I was wondering if it makes sense to cluster a dataset to find closely related data points and train a binary classification model for each of this clusters as they would be minidatasets. I’ll ellaborate a bit more.
I have a dataset with information about an infrequent event (e.g. a crime in one part of the city). The dataset looks like this. Note how the features are not item-specific but timestamp specific (as in the 2020-03-12 17:00 timestamp) as they represent the state of the city at that timestamp: weather, hour of the day, visibility, etc…
Timestamp StreetID Feature1 Feature2, Feature3,... FeatureN 2020-03-12 17:00 12 4 C 5 100 2020-03-12 17:00 145 4 C 5 100 2020-03-08 19:00 145 8 D 6 98 ... 2020-03-06 18:15 76 6 C 8 110
I want to train a machine learning model that predicts if this rare event is going to happen or not in a given street or set of streets. I have two options here:
- Train a multiclass classification model where you will get a probability for each of the streets. The problem is that there are thousands of streets and some of them have few positive cases
- Train one binary classification model for each street. Also impractical for the reasons mentioned above
- Group several streets and train a binary classification model for each of these groups.

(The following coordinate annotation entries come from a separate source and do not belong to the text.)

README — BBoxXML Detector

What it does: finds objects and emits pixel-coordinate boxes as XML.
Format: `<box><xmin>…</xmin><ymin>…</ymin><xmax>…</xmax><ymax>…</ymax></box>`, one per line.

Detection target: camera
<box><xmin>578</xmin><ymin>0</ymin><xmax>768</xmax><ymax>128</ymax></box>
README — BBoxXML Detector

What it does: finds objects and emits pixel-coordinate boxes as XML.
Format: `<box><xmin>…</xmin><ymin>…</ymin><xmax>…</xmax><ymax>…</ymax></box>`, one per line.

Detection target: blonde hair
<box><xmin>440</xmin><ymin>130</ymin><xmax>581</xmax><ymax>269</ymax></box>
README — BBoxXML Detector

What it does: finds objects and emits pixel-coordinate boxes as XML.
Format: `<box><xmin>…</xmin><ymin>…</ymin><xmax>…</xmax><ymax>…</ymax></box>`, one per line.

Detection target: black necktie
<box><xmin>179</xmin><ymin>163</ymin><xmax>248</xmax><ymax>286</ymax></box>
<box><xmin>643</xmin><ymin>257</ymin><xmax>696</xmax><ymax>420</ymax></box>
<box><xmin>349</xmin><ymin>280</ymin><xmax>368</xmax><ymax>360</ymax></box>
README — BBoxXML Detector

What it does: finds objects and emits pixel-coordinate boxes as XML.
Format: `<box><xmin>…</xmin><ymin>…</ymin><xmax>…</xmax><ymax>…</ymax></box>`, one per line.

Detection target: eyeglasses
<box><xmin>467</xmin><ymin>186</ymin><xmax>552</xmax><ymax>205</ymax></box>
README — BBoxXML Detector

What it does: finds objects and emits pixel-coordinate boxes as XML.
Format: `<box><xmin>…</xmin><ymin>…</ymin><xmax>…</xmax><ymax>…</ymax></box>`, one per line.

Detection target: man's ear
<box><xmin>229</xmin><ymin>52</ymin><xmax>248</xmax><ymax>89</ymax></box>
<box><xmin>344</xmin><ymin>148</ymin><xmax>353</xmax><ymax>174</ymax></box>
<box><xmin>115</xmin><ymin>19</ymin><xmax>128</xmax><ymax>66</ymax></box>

My question is related to the third option. How can we build these groups?. I assume that it would help to group together streets that share a feature distribution that explains if this unfrequent event is happening or not. Could I make that by clustering the dataset shown above (ignoring the StreetID feature obviously) and checking if inside those clusters there is a high concentration of one or more StreetID’s?. Then I can train a binary model with a dataset for the StreetID’s of one cluster containing the positive cases/timestamps where the event happened together with the negative cases/timestamps where the event didn’t happen like in the example below (assuming we have 15 minutes timestamps and Streets 145 and 76 belong to the same cluster i.e have a high concentration of events inside one cluster). Hypothetically this would make more sense than just grouping streets by some other criteria.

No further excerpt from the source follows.